The problem is that I feel that there aren't many practitioners who are as tied to the text as foundation of their work, and I say hesitantly that the person I identify with most in regards integration of text and practice is perhaps Manovich, although I cannot compare us.
In the past 3 years, I have gone heavily into virtual worlds, and especially the online virtual world, Second Life as one of the founders of the virtual performance group, Second Front. In regards to this, the work has been closest to artists like Gazira Babeli, Franco and Eva Mattes, and Cao Fei, but carrying on the performance traditions of artists like Abramovic, Gomez-Pena, Nauman, and Fluxus.

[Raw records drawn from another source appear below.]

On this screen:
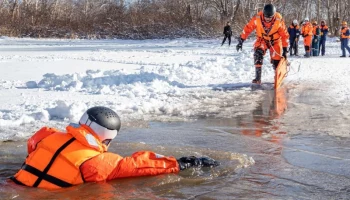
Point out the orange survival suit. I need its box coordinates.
[241,11,289,69]
[301,21,314,57]
[11,125,179,189]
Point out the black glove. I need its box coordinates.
[282,47,288,60]
[236,38,244,51]
[177,156,220,170]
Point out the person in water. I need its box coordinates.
[10,106,219,189]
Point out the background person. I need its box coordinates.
[301,17,313,58]
[340,21,350,57]
[236,4,289,84]
[318,20,328,56]
[221,22,232,46]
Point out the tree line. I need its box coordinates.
[0,0,350,39]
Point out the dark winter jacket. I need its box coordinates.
[224,25,232,35]
[340,27,350,40]
[288,24,300,41]
[320,25,328,40]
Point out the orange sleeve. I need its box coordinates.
[27,127,59,154]
[241,16,256,40]
[278,20,289,47]
[80,151,179,182]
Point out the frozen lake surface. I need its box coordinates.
[0,38,350,199]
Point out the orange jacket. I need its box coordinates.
[301,22,314,37]
[241,11,289,47]
[312,25,321,36]
[11,126,179,189]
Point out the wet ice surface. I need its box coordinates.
[0,40,350,200]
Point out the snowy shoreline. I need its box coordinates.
[0,37,350,138]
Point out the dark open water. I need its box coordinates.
[0,87,350,200]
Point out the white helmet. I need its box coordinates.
[79,106,121,146]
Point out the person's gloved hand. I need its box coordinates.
[236,38,244,51]
[282,47,288,60]
[177,156,220,170]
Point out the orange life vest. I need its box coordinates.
[11,126,106,189]
[301,23,313,37]
[256,12,282,41]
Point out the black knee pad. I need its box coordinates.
[254,49,265,65]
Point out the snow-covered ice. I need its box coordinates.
[0,37,350,140]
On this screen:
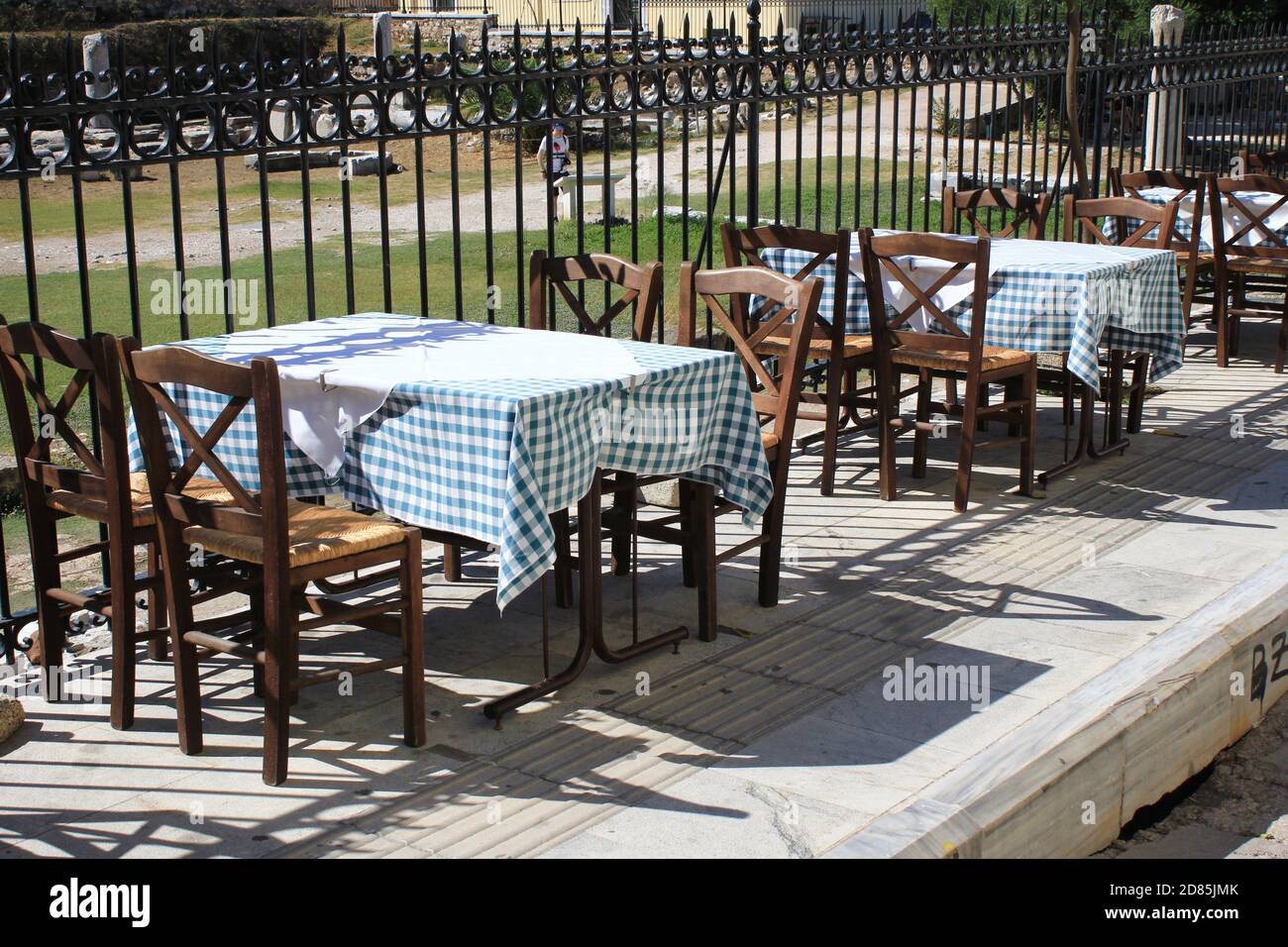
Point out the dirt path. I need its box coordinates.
[0,86,1024,275]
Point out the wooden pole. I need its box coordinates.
[1064,0,1087,197]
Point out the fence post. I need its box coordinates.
[1145,4,1185,170]
[729,0,761,227]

4. What do you believe are the most interesting ideas being
investigated in your field. Tell us how your personal practice
integrates, relates or extends those ideas.
PL:
I'm curious as to whether virtual worlds are actually going to be viable spaces for Contemporary work in the larger sense, like Video has its nascent era. I am also interested in seeing how New Media will integrate into the Contemporary scene, and what parts of it will remain specific to its community and traditions. In this manner, I have sought to limit myself far less to New |Media venues, and am working in spaces that are merely appropriate to what I'm trying to do at the moment.
5. What are the most negative aspects of new media? If you could create great change in the field what would you do? How would you like to see new media develop in the near future.?
PL:
The increasing dependence on screens and devices increasingly mediates interpersonal relations, which is a sentiment I voiced in Haymarket Riot's "Web" videos (1997-2000) when I wrote, "Our Relationships are Being Replaced By Wires." Although my community is largely online, I have resisted giving my students solely electronic media, and refuse to do distance learning, because as sensate, communal beings, I still feel that there is great value to physical community. Hanging out with my friends Gazira and Bibbe are a pale shadow of having coffee with them.

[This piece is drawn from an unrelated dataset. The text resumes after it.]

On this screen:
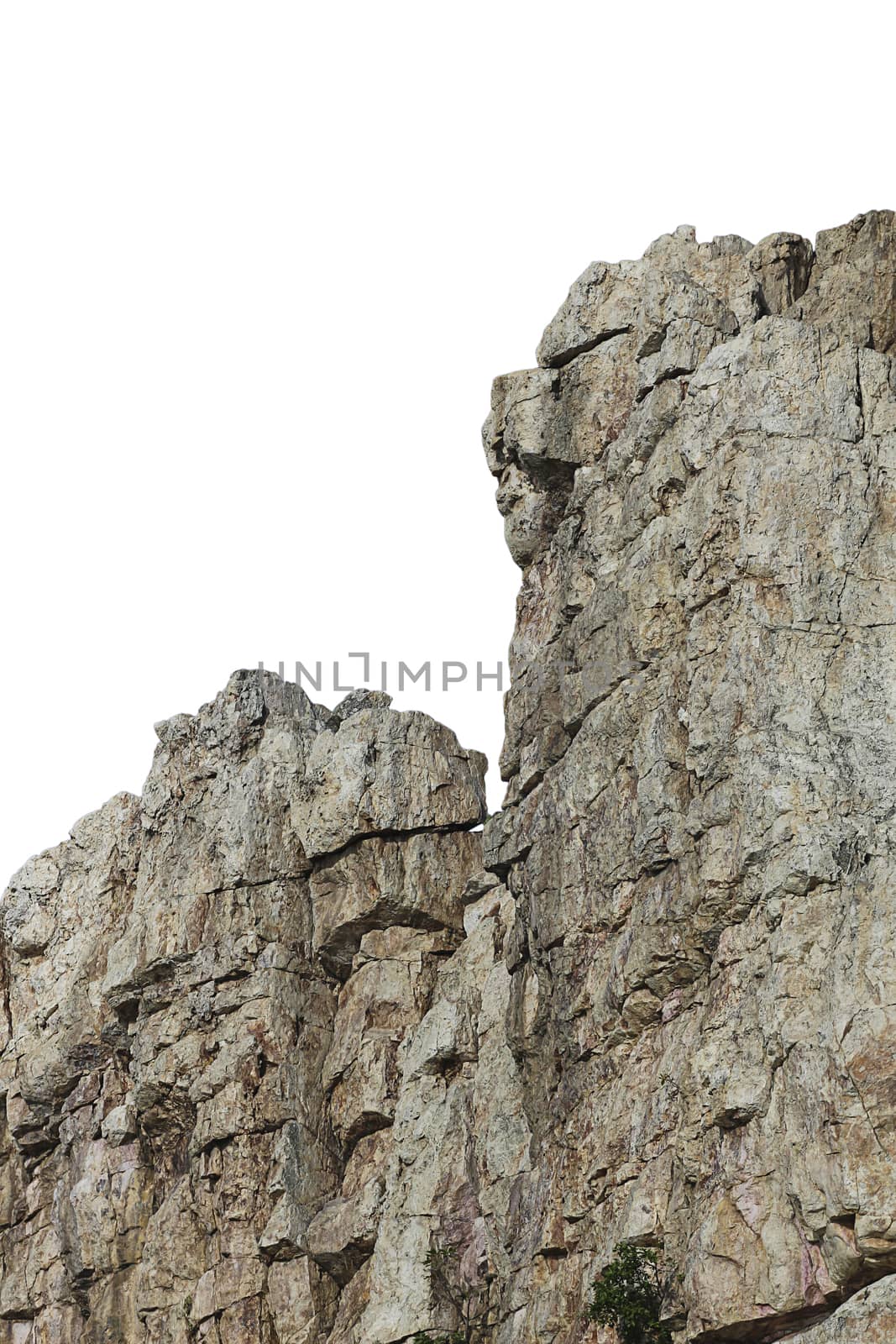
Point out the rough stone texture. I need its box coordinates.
[0,213,896,1344]
[0,672,485,1344]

In addition, I am feeling increasingly chained to my media, and from this I am very interested in independent media, such as making New Media off the power and data grids, and doing New Media outdoors, and in large physical spaces without screens.
6. In the general discourse of contemporary art as it exists today, what interests you the most? What interests you the least?
PL:
Perhaps what interests me least is the "fashionability" of art, and what interests me the most is when art bleeds out of the "art space". This might mean a viral piece, activist work, or even the commodity-forms of Murakami. What I love is when art and thought get into the mass consciousness and play what Pausch calls the "head fake". The least interesting place for art is the gallery, with few exceptions.
7. If you could alter the course of ideas and practices in contemporary art what would you do. For example would you create virtual archives? Would you set up a lottery system to fund artists? Would you start working with sociologists to expand your practice etc...
PL:
I would eradicate the idea of "disciplines" and restructure Western thought holistically. Math, Science, Engineering, Art, Cultural Studies as we know them would cease to exist. However, the resultant epistemology woudl be so alien that I'm not sure how to explain it briefly.
8. Do you have a question you'd like to ask yourself? Do you have a question you'd like to ask other people for a future e-terview?
PL:
Why are you doing this at this time? Is it still for the same reasons? What, if anything has changed?